In the days when I edited a newspaper, people sometimes sent me articles that were blatantly Hindu propaganda. That didn’t surprise me. What did was their inability to recognise the outpourings as propaganda or even one-sided. One man, a stockbroker, told me in all sincerity that Hinduism covered Buddhism, Christianity and even Islam. Therefore, he said, my paper and I would be serving the cause of ecumenism by publishing an article that focused on some aspect of Hinduism. He was not a card-holding member of the Jana Sangh (this was pre-BJP) and I do think he believed his words. He was a family friend and we argued for a long time.
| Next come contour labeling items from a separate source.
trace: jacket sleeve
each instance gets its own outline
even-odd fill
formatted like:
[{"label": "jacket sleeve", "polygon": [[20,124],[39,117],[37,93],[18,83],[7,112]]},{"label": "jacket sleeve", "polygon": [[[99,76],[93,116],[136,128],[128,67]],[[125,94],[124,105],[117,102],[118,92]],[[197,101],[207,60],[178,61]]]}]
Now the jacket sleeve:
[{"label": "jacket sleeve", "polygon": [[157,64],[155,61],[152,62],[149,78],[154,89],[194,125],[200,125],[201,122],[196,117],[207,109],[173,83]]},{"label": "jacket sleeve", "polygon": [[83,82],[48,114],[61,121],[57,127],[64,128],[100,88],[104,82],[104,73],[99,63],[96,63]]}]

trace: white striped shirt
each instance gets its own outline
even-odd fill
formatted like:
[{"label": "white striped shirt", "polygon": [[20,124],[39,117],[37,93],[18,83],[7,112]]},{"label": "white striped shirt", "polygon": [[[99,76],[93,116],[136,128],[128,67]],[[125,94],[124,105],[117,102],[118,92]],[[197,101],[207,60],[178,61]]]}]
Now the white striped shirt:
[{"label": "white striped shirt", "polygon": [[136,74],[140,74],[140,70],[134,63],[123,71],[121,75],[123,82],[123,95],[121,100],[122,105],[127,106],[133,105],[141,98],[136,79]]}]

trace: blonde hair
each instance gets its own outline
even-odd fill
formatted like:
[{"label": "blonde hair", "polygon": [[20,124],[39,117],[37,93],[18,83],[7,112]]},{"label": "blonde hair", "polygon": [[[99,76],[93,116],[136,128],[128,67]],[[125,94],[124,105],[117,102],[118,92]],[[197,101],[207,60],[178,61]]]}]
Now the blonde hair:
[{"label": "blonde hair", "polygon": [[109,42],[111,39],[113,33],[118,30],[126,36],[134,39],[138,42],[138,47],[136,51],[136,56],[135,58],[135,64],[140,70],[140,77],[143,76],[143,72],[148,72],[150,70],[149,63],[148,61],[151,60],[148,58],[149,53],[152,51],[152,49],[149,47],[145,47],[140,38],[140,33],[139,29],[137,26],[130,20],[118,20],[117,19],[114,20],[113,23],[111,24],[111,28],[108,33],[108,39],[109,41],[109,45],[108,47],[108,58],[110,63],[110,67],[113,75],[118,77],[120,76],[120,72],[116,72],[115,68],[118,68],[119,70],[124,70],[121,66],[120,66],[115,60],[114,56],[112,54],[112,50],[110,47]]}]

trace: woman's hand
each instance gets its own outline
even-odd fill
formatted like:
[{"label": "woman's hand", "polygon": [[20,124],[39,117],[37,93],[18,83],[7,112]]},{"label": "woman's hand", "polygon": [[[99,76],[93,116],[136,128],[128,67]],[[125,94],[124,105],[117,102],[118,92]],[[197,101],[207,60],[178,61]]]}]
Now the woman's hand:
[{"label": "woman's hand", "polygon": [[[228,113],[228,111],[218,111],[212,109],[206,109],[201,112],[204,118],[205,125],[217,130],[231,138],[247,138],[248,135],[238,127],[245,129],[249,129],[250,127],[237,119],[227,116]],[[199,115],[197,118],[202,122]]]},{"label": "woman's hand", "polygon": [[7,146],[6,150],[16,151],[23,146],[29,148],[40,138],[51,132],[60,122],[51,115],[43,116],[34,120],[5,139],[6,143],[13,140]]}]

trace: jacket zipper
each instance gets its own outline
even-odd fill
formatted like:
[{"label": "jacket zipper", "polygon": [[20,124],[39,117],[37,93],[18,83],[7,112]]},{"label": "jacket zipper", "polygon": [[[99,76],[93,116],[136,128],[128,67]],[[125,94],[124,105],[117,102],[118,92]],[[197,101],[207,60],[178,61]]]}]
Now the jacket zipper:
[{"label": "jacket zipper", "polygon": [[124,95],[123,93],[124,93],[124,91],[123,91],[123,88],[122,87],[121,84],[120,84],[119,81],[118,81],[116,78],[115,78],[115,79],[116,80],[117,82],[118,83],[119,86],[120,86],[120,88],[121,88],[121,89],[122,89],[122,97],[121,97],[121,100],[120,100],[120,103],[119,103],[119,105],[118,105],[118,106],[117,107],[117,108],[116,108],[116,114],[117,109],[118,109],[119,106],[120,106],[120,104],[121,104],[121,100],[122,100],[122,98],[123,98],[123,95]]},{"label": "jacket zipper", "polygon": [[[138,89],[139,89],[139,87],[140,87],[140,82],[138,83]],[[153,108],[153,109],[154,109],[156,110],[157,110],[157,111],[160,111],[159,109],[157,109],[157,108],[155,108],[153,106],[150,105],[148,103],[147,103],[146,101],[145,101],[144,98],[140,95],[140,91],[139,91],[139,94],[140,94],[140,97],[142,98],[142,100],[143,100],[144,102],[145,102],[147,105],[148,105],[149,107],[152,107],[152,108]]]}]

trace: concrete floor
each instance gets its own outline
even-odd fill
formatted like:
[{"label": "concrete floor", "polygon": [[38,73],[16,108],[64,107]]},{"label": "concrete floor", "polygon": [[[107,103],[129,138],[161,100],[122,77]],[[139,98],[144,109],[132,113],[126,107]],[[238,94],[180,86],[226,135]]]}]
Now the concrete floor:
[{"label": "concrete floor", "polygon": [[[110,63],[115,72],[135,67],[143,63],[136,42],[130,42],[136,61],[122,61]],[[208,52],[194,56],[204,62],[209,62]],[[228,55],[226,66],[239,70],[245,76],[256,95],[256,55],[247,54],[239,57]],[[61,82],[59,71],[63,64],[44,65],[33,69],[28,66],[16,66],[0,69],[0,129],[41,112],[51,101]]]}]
I tried to persuade him that Buddhists, Christians and Muslims might not wish to accept Hinduism as their preferred label. That was immaterial to him.

 

All Indians were Hindus, and Hinduism projected all religions. He interpreted sanatan dharma in the narrowest sense imaginable. No wonder some saffron brigade stalwarts think B.R. Ambedkar was anti-national. One must assume that Hyderabad University’s former vice-chancellor, Appa Rao Podile, Union minister of state for labour and employment Bandaru Dattatreya, and Smriti Irani, Union minister of human resources development, took a not dissimilar view of the national interest, and what violates it. If so, Rohith Vemula paid with his life for a blinkered political vision that could do incalculable harm to the idea of India.